Rhoda sat staring calmly into the palpitating blue above.
“I hate to have you carry me,” she said after a moment, “but I don’t feel at all like walking!”
Her tired face was irresistibly lovely as she looked up at the Apache, but by an effort he remained obdurate.
“You must walk as long as you can,” he insisted. “We have got to hustle today!”
“I really don’t feel like hustling!” sighed Rhoda.
“Rhoda!” cried Kut-le impatiently, “get up and walk after me! Cesca, see that the white squaw keeps moving!” and he handed his rifle to the brown hag who took it with evident pleasure.
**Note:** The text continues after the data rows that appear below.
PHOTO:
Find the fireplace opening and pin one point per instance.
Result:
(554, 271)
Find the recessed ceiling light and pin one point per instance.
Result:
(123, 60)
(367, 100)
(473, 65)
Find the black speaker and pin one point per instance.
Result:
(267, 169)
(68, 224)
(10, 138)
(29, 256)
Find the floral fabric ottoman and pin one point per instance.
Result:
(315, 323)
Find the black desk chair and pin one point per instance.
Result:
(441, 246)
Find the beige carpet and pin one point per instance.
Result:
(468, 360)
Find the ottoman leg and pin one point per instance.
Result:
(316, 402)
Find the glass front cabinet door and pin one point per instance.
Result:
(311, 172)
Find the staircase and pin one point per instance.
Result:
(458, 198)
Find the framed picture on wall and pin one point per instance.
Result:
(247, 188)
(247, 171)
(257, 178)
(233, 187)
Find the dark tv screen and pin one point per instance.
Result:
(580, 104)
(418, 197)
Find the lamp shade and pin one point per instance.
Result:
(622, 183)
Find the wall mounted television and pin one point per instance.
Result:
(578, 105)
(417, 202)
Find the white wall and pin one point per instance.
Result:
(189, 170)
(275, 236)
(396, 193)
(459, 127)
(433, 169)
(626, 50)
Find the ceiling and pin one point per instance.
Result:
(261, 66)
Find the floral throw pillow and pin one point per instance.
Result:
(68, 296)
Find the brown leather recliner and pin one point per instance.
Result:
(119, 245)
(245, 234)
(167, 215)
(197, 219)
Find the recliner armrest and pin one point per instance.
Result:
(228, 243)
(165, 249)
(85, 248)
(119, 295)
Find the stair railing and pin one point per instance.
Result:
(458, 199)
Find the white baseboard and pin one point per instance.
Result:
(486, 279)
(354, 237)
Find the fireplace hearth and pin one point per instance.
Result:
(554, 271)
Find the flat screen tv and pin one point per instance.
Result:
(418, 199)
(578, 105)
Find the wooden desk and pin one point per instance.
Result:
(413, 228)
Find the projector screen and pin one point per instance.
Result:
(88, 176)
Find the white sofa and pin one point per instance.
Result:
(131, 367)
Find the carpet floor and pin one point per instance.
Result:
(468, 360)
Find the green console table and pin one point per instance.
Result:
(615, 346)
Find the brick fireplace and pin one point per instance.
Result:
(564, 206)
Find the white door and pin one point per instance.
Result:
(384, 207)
Molly ran forward as if to protest but at a look from Kut-le she dropped back.
Rhoda rose slowly, with her lower lip caught between her teeth. She followed silently after Kut-le, Cesca and the rifle at her shoulder and Molly in the rear. It seemed to the girl that of all the strange scenes through which the past weeks had carried her this was of all the most unreal. All about her was a world of vivid rock heaps so intensely colored that she doubted her vision. Away to the south lay the boundless floor of the desert, a purple and gold infinity that rolled into the horizon. Far to the north mountains were faintly blue in the yellow sunlight.
Kut-le headed straight for the mountains. His pace was swift and unrelenting. Almost immediately Rhoda felt the debilitating effects of overheat. The sun, now sailing high, burned through her flannel shirt until her flesh was blistered beneath it. The light on the brilliantly colored rocks made her eyes blink with pain. Before long she was parched with thirst and faint with hunger. This was her first experience in tramping for any distance under the desert sun. But Kut-le kept the pace long after the two squaws were half leading, half carrying the girl.
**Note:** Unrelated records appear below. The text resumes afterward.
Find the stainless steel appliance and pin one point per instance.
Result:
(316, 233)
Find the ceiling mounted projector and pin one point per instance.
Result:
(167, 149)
Rhoda had long since learned the uselessness of protesting. She kept on until the way danced in reeling colors before her eyes. Then without a sound she dropped in the scant shadow of a rock. At the cry from Molly, Kut-le turned, and after one glance at Rhoda’s white face and limp figure he knelt in the sand and lifted the drooping, yellow head. Molly unslung her canteen and forced a few drops of water between Rhoda’s lips. Then she tenderly chafed the small hands and the delicate throat and Rhoda opened her eyes. Immediately Kut-le lifted her in his arms and the flight was resumed.
At short intervals during the morning, Rhoda walked, but for the most part Kut-le packed her as dispassionately as if she had been a lame puppy. He held her across his broad chest as if her fragile weight were nothing. Lying so, Rhoda watched the merciless landscape or the brown squaws jogging at Kut-le’s heels. Surely, she thought, the ancient mesa never had seen a stranger procession or known of a wilder mission. She looked up into Kut-le’s face and wondered as she stared at his bare head how his eyes could look so steadily into the sun-drenched landscape.